December 5, 2022
CEE alumnus Richard Partington (BSCE ’55) wasn’t afraid of a challenge, both in his personal and professional lives.
When he learned there was a youth soccer coach shortage, never having played soccer himself, he learned how to coach by reading books on the game. When a developer wanted to purchase a 10-acre piece of wooded property in his community, he helped establish a city park instead. And, he used his structural engineering skills to solve problems and develop missiles during a 40-year career at Boeing.
And now, there’s another item to add to the list: Helping undergraduate students overcome financial hardship. To commemorate her husband, who passed away in 2019, Patti Partington founded the Richard L. Partington Distinguished Endowed Scholarship in Civil & Environmental Engineering in 2021. The scholarship will be awarded for the first time this year, providing financial assistance for tuition and other educational expenses.

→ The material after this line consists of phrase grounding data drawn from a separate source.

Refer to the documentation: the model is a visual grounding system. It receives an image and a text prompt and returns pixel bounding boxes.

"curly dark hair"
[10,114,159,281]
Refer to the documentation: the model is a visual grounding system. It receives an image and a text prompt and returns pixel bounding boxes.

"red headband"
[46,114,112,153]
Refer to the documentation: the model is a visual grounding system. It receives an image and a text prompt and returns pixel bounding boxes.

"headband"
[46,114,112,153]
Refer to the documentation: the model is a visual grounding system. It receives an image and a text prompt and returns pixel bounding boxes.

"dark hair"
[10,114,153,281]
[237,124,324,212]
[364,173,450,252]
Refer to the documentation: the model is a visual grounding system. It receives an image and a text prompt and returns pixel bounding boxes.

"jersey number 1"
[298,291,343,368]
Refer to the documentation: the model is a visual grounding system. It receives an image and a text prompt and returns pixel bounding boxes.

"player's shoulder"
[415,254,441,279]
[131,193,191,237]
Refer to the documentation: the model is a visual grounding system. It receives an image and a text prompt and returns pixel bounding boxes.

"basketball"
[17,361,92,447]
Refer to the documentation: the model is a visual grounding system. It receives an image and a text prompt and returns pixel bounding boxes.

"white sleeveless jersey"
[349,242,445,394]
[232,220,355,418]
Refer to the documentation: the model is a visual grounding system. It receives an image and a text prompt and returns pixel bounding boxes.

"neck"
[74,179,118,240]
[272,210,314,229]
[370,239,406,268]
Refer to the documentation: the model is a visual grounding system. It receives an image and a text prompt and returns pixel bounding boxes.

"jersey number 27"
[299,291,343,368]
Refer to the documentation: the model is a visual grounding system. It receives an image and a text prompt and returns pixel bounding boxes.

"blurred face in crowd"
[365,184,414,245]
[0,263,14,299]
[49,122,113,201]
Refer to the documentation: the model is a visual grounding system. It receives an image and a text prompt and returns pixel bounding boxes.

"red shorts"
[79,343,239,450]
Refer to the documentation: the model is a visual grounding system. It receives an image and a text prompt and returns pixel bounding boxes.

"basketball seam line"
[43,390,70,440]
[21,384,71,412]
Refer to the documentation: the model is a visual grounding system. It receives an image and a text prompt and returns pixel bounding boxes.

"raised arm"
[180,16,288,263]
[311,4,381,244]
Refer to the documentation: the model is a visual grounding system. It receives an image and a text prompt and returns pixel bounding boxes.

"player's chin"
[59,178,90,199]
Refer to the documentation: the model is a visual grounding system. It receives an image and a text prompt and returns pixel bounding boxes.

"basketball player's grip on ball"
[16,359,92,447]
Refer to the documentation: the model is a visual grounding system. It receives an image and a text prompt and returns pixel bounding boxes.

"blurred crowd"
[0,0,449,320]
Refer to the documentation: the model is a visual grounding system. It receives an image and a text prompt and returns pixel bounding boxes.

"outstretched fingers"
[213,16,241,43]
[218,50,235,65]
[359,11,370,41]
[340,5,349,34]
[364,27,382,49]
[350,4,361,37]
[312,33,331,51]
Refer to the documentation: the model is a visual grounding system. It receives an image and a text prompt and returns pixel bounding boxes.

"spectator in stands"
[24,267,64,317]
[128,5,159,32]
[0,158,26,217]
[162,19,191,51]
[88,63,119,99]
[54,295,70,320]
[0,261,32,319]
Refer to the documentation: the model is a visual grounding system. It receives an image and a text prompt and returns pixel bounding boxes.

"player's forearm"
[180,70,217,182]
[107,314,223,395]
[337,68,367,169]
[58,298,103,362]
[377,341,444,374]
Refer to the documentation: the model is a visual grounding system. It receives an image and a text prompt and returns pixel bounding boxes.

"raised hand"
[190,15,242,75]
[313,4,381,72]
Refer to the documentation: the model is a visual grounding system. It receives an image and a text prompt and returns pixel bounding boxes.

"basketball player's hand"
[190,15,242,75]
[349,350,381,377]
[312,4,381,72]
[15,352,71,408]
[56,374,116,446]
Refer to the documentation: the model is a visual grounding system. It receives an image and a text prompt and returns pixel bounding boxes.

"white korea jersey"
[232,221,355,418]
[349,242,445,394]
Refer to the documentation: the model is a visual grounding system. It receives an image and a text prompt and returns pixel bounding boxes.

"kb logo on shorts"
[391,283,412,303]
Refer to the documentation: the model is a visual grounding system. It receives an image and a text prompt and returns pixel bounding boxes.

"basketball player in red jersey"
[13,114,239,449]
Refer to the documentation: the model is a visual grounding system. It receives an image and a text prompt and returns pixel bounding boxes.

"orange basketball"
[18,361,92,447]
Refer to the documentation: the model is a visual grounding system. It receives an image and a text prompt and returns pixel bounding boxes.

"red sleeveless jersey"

After graduating in 1955, Richard Partington worked for several small structural engineering firms, during which time he helped design the Rainbow Bridge in La Conner, Washington, known for its graceful arch design. He eventually transitioned to Boeing, where he spent the majority of his career.
At Boeing, Richard Partington received many awards of excellence associated with his work in the defense and space programs. He was involved in several high-profile projects including the AGM-69 Short-Range Attack Missile (SRAM), Minuteman Missile Programs and the Inertial Upper Stage (IUS) booster rocket. The IUS was developed by Boeing for the U.S. Air Force for raising payloads from low Earth orbit to interplanetary trajectories, following launch aboard Titan rockets. There were several launches on Space Shuttles for planetary missions at the time.
“Several astronauts came back and had a reception for the engineers who worked on it, thanking them,” Patti Partington recalls.
Outside of work, community service was important to Richard Partington. He spent 30 years in the military reserves and retired as a full colonel from the U.S. Army. He also served as president of the Robinswood Community Club and was a member of the City of Bellevue Park Board. Instrumental in the founding of Robinswood Park, he helped pass a bond issue that enabled the city to purchase the property.
“It was a beautiful piece of property, and a developer wanted to build a combination of houses and townhouses, but Dick managed to convince the city to float a bond issue,” recalls Patti Partington. “The interesting thing is, he was pretty low-key and wasn’t this big voice — he just got things done in a very nice manner.”